Penske, the winningest team owner in open-wheel history, made the call to put Briscoe out of sequence with the other contenders. In the end, the team wound up with a 1-2 sweep in the Honda Indy 200 at Lexington, Ohio, as Helio Castroneves followed Briscoe across the finish line.
"Team Penske was just awesome," Briscoe said. "We ran into a bit of trouble early on and there was a chance we stayed on a bit too long there. That was all Roger; that was his strategy."
The race began about one hour after a downpour soaked the 2.25-mile, 13-turn road circuit at Mid-Ohio Sports Car Course, leaving puddles in places. IndyCar officials ruled it a wet start, and all the cars had to begin the race on grooved rain tires.

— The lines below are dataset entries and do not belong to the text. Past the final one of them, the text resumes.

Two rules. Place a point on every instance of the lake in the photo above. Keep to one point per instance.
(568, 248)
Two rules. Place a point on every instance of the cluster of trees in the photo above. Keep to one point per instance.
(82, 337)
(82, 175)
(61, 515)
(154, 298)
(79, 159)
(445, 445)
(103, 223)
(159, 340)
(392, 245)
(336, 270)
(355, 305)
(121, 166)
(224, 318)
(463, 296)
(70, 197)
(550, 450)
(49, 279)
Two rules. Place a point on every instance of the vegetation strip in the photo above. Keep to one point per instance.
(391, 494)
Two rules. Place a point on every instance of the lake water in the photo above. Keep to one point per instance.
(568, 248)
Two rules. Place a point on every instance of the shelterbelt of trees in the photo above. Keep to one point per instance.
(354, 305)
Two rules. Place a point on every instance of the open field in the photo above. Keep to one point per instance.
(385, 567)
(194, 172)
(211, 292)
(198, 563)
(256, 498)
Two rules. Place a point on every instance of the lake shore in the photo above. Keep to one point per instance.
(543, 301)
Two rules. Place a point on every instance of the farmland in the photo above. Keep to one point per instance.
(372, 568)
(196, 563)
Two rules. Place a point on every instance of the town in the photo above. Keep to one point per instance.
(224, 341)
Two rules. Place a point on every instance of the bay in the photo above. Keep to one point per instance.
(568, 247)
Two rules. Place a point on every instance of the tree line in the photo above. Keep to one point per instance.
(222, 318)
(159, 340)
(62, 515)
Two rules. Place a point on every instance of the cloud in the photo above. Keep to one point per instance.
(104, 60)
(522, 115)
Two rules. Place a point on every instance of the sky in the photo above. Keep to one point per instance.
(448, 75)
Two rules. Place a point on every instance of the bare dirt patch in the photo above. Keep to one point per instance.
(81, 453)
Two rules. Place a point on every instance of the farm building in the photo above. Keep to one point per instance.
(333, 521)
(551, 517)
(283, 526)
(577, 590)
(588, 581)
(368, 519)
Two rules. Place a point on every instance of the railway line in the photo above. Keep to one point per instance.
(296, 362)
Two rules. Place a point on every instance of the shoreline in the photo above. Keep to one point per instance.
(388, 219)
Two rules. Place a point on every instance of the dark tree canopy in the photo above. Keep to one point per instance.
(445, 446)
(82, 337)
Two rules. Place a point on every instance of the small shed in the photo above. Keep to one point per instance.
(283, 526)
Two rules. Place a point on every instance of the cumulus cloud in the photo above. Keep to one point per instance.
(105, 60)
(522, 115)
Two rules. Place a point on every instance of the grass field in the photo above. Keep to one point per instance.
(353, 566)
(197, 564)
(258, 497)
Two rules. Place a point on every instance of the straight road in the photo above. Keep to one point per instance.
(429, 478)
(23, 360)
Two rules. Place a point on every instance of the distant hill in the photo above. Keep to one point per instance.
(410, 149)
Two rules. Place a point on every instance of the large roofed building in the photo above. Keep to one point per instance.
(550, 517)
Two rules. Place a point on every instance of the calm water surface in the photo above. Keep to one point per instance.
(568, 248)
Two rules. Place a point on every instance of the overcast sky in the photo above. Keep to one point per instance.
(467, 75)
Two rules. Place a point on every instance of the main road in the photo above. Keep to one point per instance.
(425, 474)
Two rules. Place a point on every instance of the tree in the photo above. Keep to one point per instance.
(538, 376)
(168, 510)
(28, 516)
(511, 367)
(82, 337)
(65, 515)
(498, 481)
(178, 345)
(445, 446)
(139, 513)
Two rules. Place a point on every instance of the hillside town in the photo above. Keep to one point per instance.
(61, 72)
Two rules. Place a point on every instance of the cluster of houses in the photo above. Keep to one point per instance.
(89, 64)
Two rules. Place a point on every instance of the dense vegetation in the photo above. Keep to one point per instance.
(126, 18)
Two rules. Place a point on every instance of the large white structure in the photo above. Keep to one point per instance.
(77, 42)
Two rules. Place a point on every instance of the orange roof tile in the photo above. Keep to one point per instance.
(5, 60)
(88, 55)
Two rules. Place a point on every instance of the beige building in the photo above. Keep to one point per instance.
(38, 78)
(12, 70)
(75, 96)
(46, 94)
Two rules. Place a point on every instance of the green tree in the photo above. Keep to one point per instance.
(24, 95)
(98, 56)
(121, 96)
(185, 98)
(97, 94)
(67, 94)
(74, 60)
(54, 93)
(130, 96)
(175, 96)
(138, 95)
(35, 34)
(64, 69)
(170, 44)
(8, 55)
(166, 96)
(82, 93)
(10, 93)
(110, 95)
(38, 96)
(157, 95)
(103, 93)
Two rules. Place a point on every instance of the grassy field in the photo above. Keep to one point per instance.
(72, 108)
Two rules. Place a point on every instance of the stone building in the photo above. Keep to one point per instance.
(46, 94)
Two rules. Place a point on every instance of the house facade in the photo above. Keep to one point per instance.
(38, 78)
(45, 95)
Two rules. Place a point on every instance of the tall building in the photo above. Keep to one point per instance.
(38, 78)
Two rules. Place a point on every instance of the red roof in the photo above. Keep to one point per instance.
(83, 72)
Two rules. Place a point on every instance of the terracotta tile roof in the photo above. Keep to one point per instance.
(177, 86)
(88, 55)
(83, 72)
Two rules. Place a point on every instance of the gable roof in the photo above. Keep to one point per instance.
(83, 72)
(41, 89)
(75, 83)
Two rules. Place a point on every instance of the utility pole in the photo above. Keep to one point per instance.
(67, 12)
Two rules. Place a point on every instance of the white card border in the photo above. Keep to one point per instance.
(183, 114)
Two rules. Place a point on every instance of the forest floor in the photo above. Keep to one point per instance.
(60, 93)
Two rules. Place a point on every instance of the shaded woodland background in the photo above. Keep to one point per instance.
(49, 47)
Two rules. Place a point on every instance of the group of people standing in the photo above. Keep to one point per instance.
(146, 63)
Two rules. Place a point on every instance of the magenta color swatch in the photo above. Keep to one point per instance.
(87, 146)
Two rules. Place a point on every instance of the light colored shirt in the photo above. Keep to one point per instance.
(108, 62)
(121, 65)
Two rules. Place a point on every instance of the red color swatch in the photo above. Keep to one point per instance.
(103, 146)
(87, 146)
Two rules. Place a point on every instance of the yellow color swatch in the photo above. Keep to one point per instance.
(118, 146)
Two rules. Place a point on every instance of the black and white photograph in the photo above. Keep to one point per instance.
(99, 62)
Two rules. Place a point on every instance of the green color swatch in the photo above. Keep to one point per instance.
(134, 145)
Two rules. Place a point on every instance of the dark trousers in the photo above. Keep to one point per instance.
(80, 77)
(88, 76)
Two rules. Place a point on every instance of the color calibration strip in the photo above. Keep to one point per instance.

But, with the sun shining and the track drying fast as the 26-car field took the green flag, cars quickly began heading for pit road to change to racing slicks. The Penske team waited to bring Briscoe onto pit lane until Lap 6, dropping him all the way to 16th.
With little to lose, Penske brought Briscoe back into the pits again on Lap 23, ahead of most of the other contenders, putting him completely out of sequence and, eventually working to his advantage.
Hamilton wins German GP, solidifies F1 lead: Lewis Hamilton won the German Grand Prix at Hockenheim, Germany, solidifying his lead in the Formula One standings with two dramatic passes that made up for a strategic blunder by his McLaren team.
Hamilton overtook Ferrari's Felipe Massa and then runner-up Nelson Piquet Jr. of Renault at the same hairpin after a crash involving Timo Glock had brought out a safety car that nearly cost the McLaren driver his fourth victory of the season.
Most teams chose to pit when the safety car was out, but McLaren left its star driver out only to see him fall to fifth place when he pitted with 17 laps to race.
But Hamilton, who now leads Massa by four points in the overall standings, worked his way through the field before nudging past the Ferrari driver from the inside at turn No. 6 and then holding off Massa's outside challenge soon after.
Italy's Rossi wins U.S. Grand Prix: Valentino Rossi won the United States Grand Prix at Monterey, giving the Italian rider his first victory at Laguna Seca.
Rossi's 66th career victory stopped defending world champion Casey Stoner's winning streak at three races. Rossi finished the 32-lap race in 44 minutes, 4.311 seconds with a top speed of 97.72 mph to set an event record.
Bartone earns first Funny Car crown: Tony Bartone captured his first career win in his 119th career Funny Car start, winning a final-round thriller over Ron Caps at the Schuck's Auto Supply NHRA Nationals in Kent, Wash.
Tony Schumacher won the Top Fuel final over Brandon Bernstein and Jason Line beat Allen Johnson in the Pro Stock final.